Entscheidungsstichwort (Thema)
Generalklausel und unbestimmter Rechtsbegriff im Rechtsstaat
Leitsatz (amtlich)
§ 3 Absatz 1 des Kapitalverkehrsteuergesetzes in der Fassung vom 22. September 1955 (BGBl I S. 590) war mit dem Grundgesetz vereinbar.
Normenkette
KVStG § 3; GG Art. 20
Tenor
§ 3 Absatz 1 des Kapitalverkehrsteuergesetzes in der Fassung vom 22. September 1955 (BGBl I S. 590) war mit dem Grundgesetz vereinbar.
Tatbestand
A.
I.
Nach § 3 Abs. 1 des Kapitalverkehrsteuergesetzes – KVStG in der Fassung vom 22. September 1955 ≪BGBl. I S. 590≫ unterliegt der Gesellschaftsteuer auch die Gewährung von Darlehen an eine inländische Kapitalgesellschaft durch einen Gesellschafter, wenn die Darlehensgewährung eine durch die Sachlage gebotene Kapitalzuführung ersetzt.

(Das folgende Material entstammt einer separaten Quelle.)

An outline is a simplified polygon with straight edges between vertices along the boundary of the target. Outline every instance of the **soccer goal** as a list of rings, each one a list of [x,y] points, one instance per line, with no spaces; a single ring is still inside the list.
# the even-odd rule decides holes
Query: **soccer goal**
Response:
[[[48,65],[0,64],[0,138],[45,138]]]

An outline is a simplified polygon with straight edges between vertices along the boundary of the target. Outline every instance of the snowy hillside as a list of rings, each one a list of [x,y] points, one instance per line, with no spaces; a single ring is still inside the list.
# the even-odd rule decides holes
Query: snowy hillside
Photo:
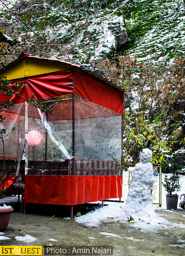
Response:
[[[0,0],[14,53],[101,62],[116,52],[168,60],[185,50],[183,0]],[[12,4],[10,4],[11,3]]]

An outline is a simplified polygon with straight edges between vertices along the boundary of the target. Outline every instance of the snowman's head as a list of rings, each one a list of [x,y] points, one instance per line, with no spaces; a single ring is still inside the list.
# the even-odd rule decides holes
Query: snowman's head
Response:
[[[140,162],[143,163],[149,162],[152,159],[152,153],[149,149],[144,149],[140,151]]]

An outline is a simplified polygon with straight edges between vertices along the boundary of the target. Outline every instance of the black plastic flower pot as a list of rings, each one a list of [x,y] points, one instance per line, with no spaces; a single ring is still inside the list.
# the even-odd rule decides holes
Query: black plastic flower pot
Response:
[[[166,195],[167,209],[176,210],[177,209],[178,197],[177,195]]]

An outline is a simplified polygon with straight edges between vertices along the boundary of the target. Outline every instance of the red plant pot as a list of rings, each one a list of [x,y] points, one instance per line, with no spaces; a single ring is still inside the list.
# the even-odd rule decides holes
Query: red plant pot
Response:
[[[5,230],[7,227],[11,211],[13,210],[12,207],[7,209],[0,208],[0,230]]]

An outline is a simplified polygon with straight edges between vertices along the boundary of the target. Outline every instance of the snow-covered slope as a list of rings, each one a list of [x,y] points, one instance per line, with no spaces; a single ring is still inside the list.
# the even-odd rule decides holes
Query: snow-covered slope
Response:
[[[183,0],[0,2],[3,32],[18,35],[21,42],[15,53],[74,58],[81,63],[111,58],[116,51],[157,59],[184,54]]]

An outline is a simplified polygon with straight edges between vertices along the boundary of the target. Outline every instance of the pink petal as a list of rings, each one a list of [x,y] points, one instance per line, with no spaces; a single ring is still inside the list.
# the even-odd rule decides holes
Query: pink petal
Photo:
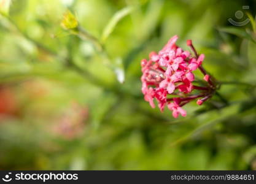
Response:
[[[180,56],[180,55],[182,54],[182,49],[181,49],[181,48],[178,48],[176,50],[176,56]]]
[[[198,99],[198,101],[196,101],[196,104],[199,105],[202,105],[203,102],[203,101],[200,99]]]
[[[182,117],[184,117],[187,116],[187,112],[180,107],[177,108],[177,111],[179,112]]]
[[[174,71],[177,71],[177,70],[178,69],[178,68],[179,68],[179,64],[177,64],[177,63],[173,63],[173,64],[171,65],[171,67],[173,68],[173,69]]]
[[[190,53],[189,53],[188,51],[184,51],[184,52],[182,52],[182,53],[181,54],[181,56],[183,58],[183,59],[187,58],[187,57],[188,57],[190,55]]]
[[[189,81],[193,81],[195,80],[195,75],[192,72],[188,72],[186,74],[186,78],[189,80]]]
[[[203,61],[204,59],[204,55],[201,54],[199,56],[198,59],[197,59],[196,63],[198,64],[199,66],[200,66],[202,64]]]
[[[204,77],[204,80],[206,82],[208,82],[209,79],[210,79],[210,76],[208,74],[205,75]]]
[[[175,90],[175,85],[172,83],[169,82],[168,86],[167,86],[167,91],[168,91],[169,94],[171,94]]]
[[[168,66],[167,67],[166,71],[165,71],[165,74],[167,76],[171,76],[172,75],[172,72],[173,72],[173,68],[171,67],[171,66]]]
[[[166,88],[167,87],[167,85],[168,85],[168,82],[167,81],[167,79],[162,80],[162,82],[160,82],[159,84],[159,86],[161,88]]]
[[[173,110],[173,109],[174,108],[175,105],[174,105],[174,103],[171,102],[171,103],[169,103],[167,106],[169,110]]]
[[[198,67],[198,64],[196,63],[191,63],[188,64],[188,68],[191,71],[195,71]]]
[[[173,110],[173,117],[174,117],[175,118],[177,118],[179,117],[179,112],[176,109]]]

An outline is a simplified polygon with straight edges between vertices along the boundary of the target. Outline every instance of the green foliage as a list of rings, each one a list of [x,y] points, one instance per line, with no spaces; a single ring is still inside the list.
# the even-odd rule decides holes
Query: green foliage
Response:
[[[256,169],[255,12],[228,21],[255,2],[11,1],[0,16],[1,168]],[[193,40],[220,84],[178,119],[151,109],[140,82],[141,59],[174,34],[184,48]]]

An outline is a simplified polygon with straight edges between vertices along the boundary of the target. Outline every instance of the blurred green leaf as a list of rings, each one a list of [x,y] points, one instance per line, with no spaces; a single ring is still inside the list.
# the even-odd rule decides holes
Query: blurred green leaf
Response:
[[[65,29],[72,29],[77,28],[78,21],[70,10],[67,10],[63,15],[61,25]]]
[[[107,25],[106,26],[101,35],[101,42],[104,42],[109,35],[113,32],[118,21],[123,17],[129,15],[134,9],[133,7],[126,7],[117,12]]]
[[[225,27],[218,29],[220,31],[235,34],[242,38],[247,39],[256,43],[256,41],[246,32],[246,29],[234,27]]]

Im Ausgangsverfahren ist streitig, ob Darlehen, die die 1937 gegründete „Unterstützungskasse der Albert Nestler AG e.V., Lahr/Schwarzwald” der Firma Albert Nestler AG in Lahr/Schwarzw. – einer Familiengesellschaft –, der Berufungsführerin des Ausgangsverfahrens, gewährt hat, gemäß § 3 Abs. 1 KVStG eine nach Sachlage gebotene Kapitalzuführung ersetzen und daher der Gesellschaftsteuer unterliegen. Gegründet wurde der Verein „Unterstützungskasse” von zwei Vorstandsmitgliedern und Aktionären. Das Vermögen des Vereins ist zum größten Teil der Gesellschaft als Darlehen gegeben; im Bedarfsfall muß es jedoch jederzeit dem Verein zur Verfügung gestellt werden. Der Vorstand des Vereins besteht aus drei Personen, von denen zwei vom Vorstand der Gesellschaft und eine vom Geschäftsführer der 1951 von ihr abgespaltenen Verkaufsgesellschaft – ebenfalls einer Familiengesellschaft – auf die Dauer von 3 Jahren bestellt werden. Bis zum Jahre 1956 waren die Gründer ≪Aktionäre≫ als Vorstandsmitglieder tätig. Seit dem 21. Juni 1948 führt die Gesellschaft Teile des Gewinnes in steuerlich zulässiger Weise der Unterstützungskasse zu. Diese Beträge sind körperschaftsteuerfrei. Die Gesellschaft weist diese Beträge in ihrer Handelsbilanz als Darlehensschulden gegenüber Verein aus.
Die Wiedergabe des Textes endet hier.